SD8964 : The limestone pavement above Malham Cove
taken 7 years ago, near to Malham, North Yorkshire, England
Limestone pavement is a natural karst landform consisting of a flat, incised surface of exposed limestone that resembles an artificial pavement. The term is mainly used in the UK where many of these landforms have developed distinctive surface patterning resembling paving blocks.
Conditions for limestone pavements are created when an advancing glacier scrapes away overburden and exposes horizontally-bedded limestone, with subsequent glacial retreat leaving behind a flat, bare surface. Limestone is slightly soluble in water and especially in acid rain, so corrosive drainage along joints and cracks in the limestone can produce slabs called "clints" isolated by deep fissures called "grikes" or "grykes". If the grykes are fairly straight and the clints are uniform in size, the resemblance to man-made paving stones is striking, but often they are less regular.
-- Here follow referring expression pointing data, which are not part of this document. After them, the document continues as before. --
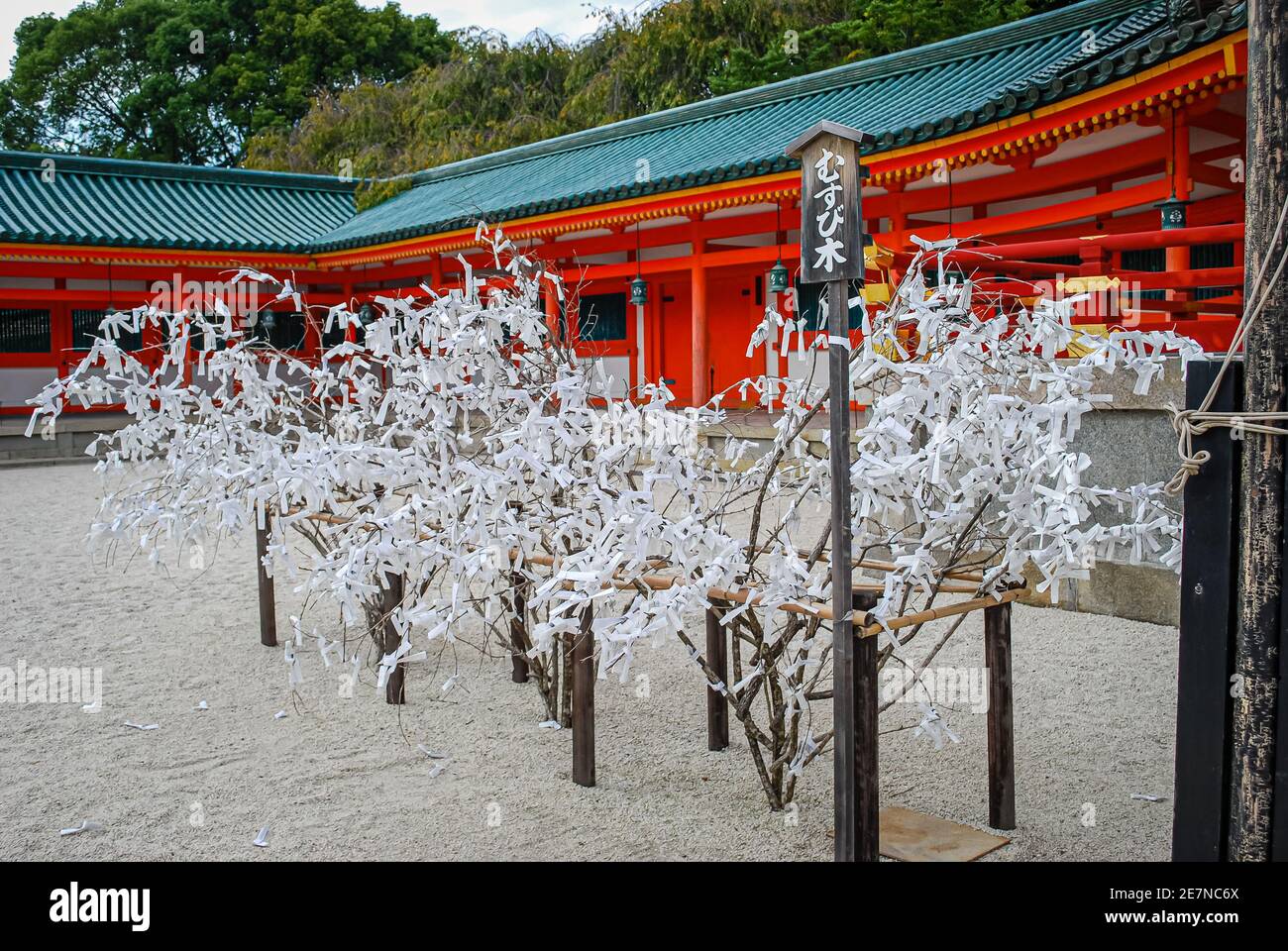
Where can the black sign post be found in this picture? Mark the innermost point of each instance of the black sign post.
(832, 254)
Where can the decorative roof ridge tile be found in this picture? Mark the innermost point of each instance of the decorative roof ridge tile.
(137, 167)
(1129, 50)
(825, 80)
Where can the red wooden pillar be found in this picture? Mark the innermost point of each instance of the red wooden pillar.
(436, 273)
(700, 352)
(1179, 258)
(553, 312)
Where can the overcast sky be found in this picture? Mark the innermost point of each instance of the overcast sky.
(571, 18)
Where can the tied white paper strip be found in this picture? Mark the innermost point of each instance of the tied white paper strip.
(85, 826)
(970, 412)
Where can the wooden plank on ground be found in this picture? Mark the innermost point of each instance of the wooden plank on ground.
(913, 836)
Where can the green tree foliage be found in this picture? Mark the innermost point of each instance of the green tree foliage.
(488, 94)
(192, 80)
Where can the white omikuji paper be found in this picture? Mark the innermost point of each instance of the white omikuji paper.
(458, 457)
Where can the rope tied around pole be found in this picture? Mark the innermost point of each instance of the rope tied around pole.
(1190, 423)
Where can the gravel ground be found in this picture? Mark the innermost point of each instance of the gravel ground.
(342, 779)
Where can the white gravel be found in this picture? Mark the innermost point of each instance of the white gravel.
(342, 779)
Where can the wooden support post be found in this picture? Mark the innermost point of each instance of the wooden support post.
(1261, 586)
(832, 254)
(395, 688)
(1001, 732)
(584, 702)
(867, 736)
(267, 603)
(518, 628)
(717, 706)
(1206, 663)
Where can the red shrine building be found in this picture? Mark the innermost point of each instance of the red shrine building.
(1099, 147)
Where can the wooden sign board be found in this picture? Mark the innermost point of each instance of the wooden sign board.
(831, 222)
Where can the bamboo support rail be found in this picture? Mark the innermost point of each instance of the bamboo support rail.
(862, 620)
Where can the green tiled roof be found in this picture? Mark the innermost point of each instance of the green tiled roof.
(903, 98)
(107, 201)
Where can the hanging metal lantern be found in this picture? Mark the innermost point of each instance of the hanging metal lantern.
(778, 277)
(1172, 213)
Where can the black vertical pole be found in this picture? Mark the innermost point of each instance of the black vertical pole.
(1206, 664)
(845, 699)
(1266, 361)
(1001, 732)
(867, 787)
(584, 701)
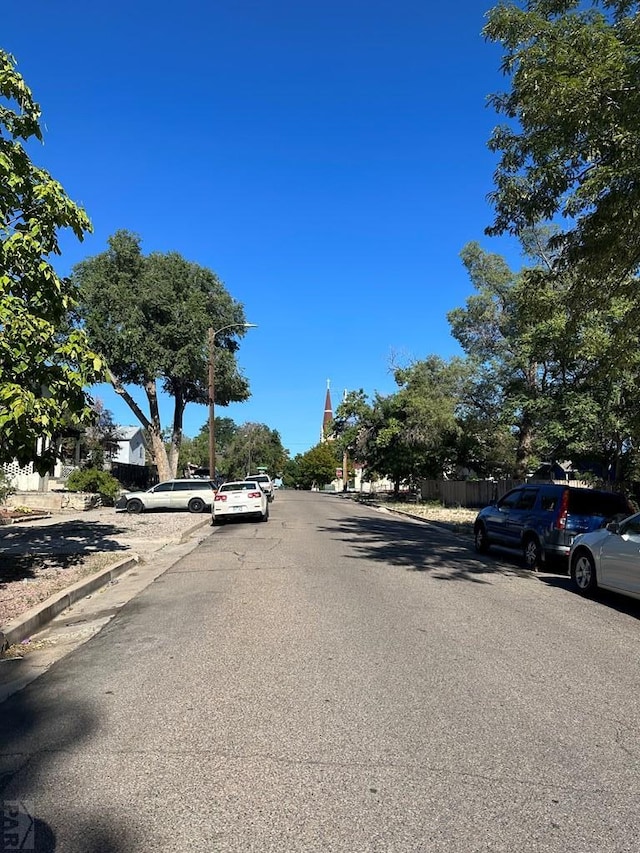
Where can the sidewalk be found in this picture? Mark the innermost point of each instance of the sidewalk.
(47, 564)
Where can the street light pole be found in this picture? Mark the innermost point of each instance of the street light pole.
(212, 378)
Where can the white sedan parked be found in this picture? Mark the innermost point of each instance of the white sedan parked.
(608, 558)
(239, 499)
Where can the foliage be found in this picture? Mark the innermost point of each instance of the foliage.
(94, 480)
(250, 446)
(6, 488)
(149, 316)
(570, 147)
(411, 433)
(313, 469)
(43, 370)
(99, 440)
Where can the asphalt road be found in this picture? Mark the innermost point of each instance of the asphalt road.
(338, 679)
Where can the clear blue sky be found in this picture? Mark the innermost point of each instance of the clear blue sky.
(327, 160)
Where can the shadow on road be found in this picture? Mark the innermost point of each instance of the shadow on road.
(420, 547)
(34, 733)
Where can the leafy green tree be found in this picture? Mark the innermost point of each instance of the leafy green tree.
(409, 434)
(149, 317)
(317, 466)
(253, 445)
(512, 329)
(558, 377)
(43, 370)
(570, 145)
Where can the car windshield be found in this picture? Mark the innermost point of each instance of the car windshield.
(244, 486)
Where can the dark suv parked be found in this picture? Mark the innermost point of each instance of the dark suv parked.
(542, 520)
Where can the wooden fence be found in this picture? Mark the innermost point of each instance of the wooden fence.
(479, 493)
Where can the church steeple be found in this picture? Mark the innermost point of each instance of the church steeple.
(328, 415)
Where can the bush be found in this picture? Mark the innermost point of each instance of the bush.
(6, 488)
(96, 481)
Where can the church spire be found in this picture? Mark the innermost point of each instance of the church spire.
(328, 415)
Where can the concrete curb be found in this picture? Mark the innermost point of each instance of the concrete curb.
(36, 617)
(445, 525)
(24, 518)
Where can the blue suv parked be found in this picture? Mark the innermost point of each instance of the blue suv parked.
(542, 520)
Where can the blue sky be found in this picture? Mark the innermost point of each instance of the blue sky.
(327, 160)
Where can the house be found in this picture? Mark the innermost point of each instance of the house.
(131, 446)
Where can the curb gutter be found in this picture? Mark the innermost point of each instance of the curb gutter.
(33, 619)
(39, 615)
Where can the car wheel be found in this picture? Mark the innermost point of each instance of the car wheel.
(196, 505)
(480, 539)
(532, 553)
(583, 573)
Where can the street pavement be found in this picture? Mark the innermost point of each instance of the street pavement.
(338, 679)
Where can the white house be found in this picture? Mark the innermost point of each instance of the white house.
(131, 447)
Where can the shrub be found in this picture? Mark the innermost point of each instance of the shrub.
(6, 488)
(96, 481)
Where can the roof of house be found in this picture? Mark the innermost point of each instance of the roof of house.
(127, 433)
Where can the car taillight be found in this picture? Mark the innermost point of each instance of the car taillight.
(561, 520)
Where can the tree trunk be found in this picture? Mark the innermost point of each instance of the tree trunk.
(523, 452)
(176, 434)
(155, 433)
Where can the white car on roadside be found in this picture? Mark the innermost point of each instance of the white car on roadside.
(194, 495)
(239, 499)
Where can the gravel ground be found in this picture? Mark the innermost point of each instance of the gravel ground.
(40, 558)
(458, 518)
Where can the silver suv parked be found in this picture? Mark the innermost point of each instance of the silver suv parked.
(265, 484)
(194, 495)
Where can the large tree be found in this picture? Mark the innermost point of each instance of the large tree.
(253, 445)
(570, 147)
(149, 316)
(43, 370)
(560, 378)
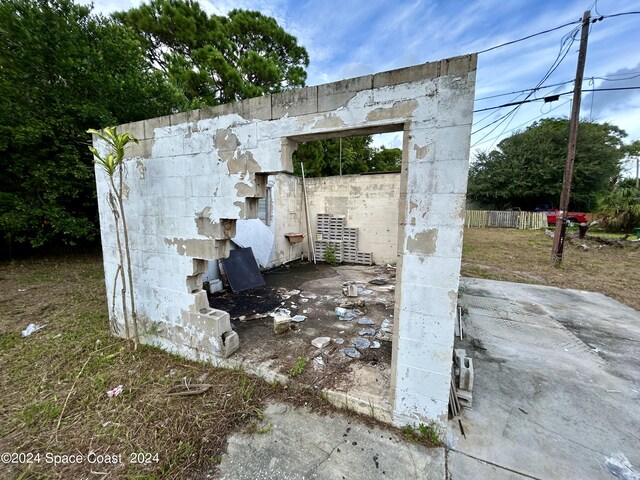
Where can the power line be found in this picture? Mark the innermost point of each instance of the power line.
(551, 97)
(531, 120)
(562, 53)
(528, 37)
(590, 77)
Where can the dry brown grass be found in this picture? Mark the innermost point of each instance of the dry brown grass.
(523, 256)
(74, 356)
(53, 386)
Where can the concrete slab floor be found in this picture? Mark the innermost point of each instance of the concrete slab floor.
(300, 445)
(315, 291)
(557, 383)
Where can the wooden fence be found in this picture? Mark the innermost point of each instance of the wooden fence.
(507, 219)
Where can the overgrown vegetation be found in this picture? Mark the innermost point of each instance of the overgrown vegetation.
(54, 383)
(526, 169)
(330, 255)
(429, 434)
(66, 69)
(53, 388)
(523, 256)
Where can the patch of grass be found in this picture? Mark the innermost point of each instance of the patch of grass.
(524, 256)
(427, 434)
(298, 368)
(330, 256)
(53, 385)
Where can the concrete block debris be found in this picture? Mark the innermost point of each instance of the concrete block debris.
(321, 342)
(281, 324)
(352, 352)
(345, 314)
(364, 332)
(464, 372)
(361, 342)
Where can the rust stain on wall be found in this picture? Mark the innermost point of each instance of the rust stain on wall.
(329, 121)
(244, 190)
(421, 152)
(423, 242)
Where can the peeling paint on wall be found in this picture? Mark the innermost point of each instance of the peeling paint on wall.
(194, 174)
(423, 242)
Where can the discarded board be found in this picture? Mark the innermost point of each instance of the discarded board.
(242, 270)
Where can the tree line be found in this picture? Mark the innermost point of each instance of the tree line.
(525, 171)
(64, 69)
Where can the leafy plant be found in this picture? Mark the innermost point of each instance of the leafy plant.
(330, 255)
(620, 208)
(112, 162)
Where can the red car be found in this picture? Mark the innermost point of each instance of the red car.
(572, 217)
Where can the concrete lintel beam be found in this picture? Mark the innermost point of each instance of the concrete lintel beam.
(332, 96)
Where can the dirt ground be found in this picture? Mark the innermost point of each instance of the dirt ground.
(311, 293)
(524, 256)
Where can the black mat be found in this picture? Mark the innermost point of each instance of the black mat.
(242, 270)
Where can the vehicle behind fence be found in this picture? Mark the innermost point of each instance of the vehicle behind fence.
(506, 219)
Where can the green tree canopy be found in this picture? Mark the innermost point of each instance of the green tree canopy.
(63, 70)
(323, 158)
(217, 59)
(526, 169)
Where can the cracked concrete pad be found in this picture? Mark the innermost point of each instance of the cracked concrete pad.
(303, 445)
(462, 467)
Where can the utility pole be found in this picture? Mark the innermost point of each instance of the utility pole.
(561, 225)
(340, 156)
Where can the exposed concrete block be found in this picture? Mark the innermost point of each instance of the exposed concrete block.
(321, 342)
(134, 128)
(151, 124)
(191, 116)
(465, 366)
(332, 96)
(459, 65)
(408, 74)
(257, 108)
(281, 324)
(213, 323)
(230, 343)
(140, 149)
(294, 102)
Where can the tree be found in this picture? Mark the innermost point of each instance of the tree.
(63, 70)
(386, 160)
(331, 157)
(217, 59)
(526, 169)
(620, 208)
(111, 163)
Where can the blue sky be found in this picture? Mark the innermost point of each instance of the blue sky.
(355, 37)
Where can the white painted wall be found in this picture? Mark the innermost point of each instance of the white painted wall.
(369, 203)
(194, 174)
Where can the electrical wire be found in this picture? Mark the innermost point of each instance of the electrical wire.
(528, 37)
(531, 120)
(565, 46)
(521, 102)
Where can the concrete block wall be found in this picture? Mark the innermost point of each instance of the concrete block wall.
(194, 172)
(369, 203)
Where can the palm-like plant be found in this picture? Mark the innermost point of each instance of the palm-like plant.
(620, 208)
(112, 164)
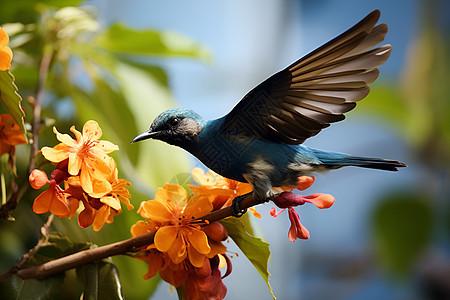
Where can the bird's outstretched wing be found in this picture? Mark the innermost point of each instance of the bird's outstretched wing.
(299, 101)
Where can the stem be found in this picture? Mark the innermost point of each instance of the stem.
(17, 194)
(43, 72)
(130, 245)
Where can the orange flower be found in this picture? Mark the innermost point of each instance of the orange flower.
(88, 156)
(10, 133)
(53, 199)
(98, 209)
(180, 235)
(221, 190)
(5, 51)
(288, 200)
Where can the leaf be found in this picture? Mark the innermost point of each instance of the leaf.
(101, 281)
(48, 288)
(10, 98)
(119, 38)
(402, 225)
(16, 288)
(156, 162)
(256, 250)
Malham Cove is a natural limestone formation 1 km north of the village of Malham. A well-known beauty spot, it is a large, curved limestone cliff at the head of a valley, with a fine area of limestone pavement at the top.
Originally, a large waterfall flowed over the cove as a glacier melted above it. The remnant of a stream which once fell over the cliff now flows out of the lake of Malham Tarn, on the moors 2 km north of the cove. That stream now disappears underground at the aptly named 'Water Sinks', 1.5 kilometres before its valley reaches the top of the cove. A stream of a similar size (Malham Beck) emerges from a cave at the bottom of the cove. It used to be assumed that the two streams were one and the same. However, experiments with dyes have now shown that two separate streams go underground at different locations, cross paths without mixing behind the cliff, and re-emerge a couple of kilometres apart.
The lip of the cove has been more heavily eroded than the sides, creating a curved shape. A colossal amount of water used to flow over this waterfall, which measures 80 m high and over 300 m wide. Nowadays the underlying cave systems have a large enough capacity to swallow any flood waters before it reaches the fall.
The valley was formed at the end of the last ice age when the ground was frozen. The frozen ground meant that meltwater from the melting ice sheet formed a large river flowing over the surface, eroding the valley that we see today. The water from this river flowed over Malham Cove to form a huge waterfall. When the climate warmed around 12,000 years ago the ground thawed and the river in the valley disappeared underground leaving the valley dry as we see it today.